“你很怕我?”司徒宇突然问了一句,问的刘氏一惊,道:“殿下待人亲和,妾身怎能害怕?只是有些……不习惯罢了。”不得不说,刘氏还是很害怕正常时的司徒宇,也会时时怀念那时他叫她夫人的日子。
“失忆后发生的事情,我还记得。”司徒宇突然说了一句,便不再答话,刘氏则脸微微一红——这么说,自己像哄小孩子一样哄他的事情,他也记得?
“殿下,陛下仅传召您一人,带上皇子妃恐怕不妥。”到了门口,却遇到了麻烦。那侍卫伸手想拦下准备进入的刘氏,被司徒宇一把推开。
司徒宇顺势拉着刘氏的手,走了进去。
“儿臣参见父皇。”司徒宇和刘氏给皇帝行礼,贤妃则一脸不敢相信的看着一切如常的司徒宇——不,他比原来多了些理智与成熟,贤妃的直觉告诉她,眼前的司徒宇,越发不好控制了。
“宇儿,你的病好了?”皇帝问道。
“有劳父皇挂心,司……七弟给儿臣找了有名的大夫,已经治好了。”司徒宇一脸谦恭的回答。陶墨的视线看看司徒宇拉着刘氏的手,又听着他一脸不情愿的叫司徒音七弟的模样,险些笑了出来。

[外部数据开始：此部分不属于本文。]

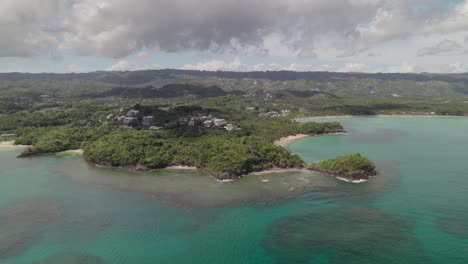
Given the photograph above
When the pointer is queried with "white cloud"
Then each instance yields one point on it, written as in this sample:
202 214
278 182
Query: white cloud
405 67
28 27
237 65
441 47
458 67
122 65
78 69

“宇儿……宇儿你好了……快过来让娘看看……”贤妃装作一副要哭出来的样子,挣脱身后的侍卫扑上去抱住司徒宇,在他耳边悄悄的说:“什么都不要召!”
司徒宇轻轻的摇了摇头,道:“我治病的几日里,你可曾来找过我一日?”自从得知司徒宇无药可救,贤妃当然不会浪费时间在司徒宇身上。
等侍卫重新将贤妃扯开,皇帝问道:“宇儿啊,你母妃说你智力退化是音儿他们算计的,可有此事?”
“母妃说笑了,七弟哪里会武功?儿臣是在与七弟府上一名侍卫练功时不相信受伤的,并不严重,已经痊愈了。”
皇帝与太子对视一眼,确实与那日司徒音所说的无异。太子接着问道:“安宁可有与你同去?”据贤妃所说,安宁与司徒音夫妇正是此时结仇。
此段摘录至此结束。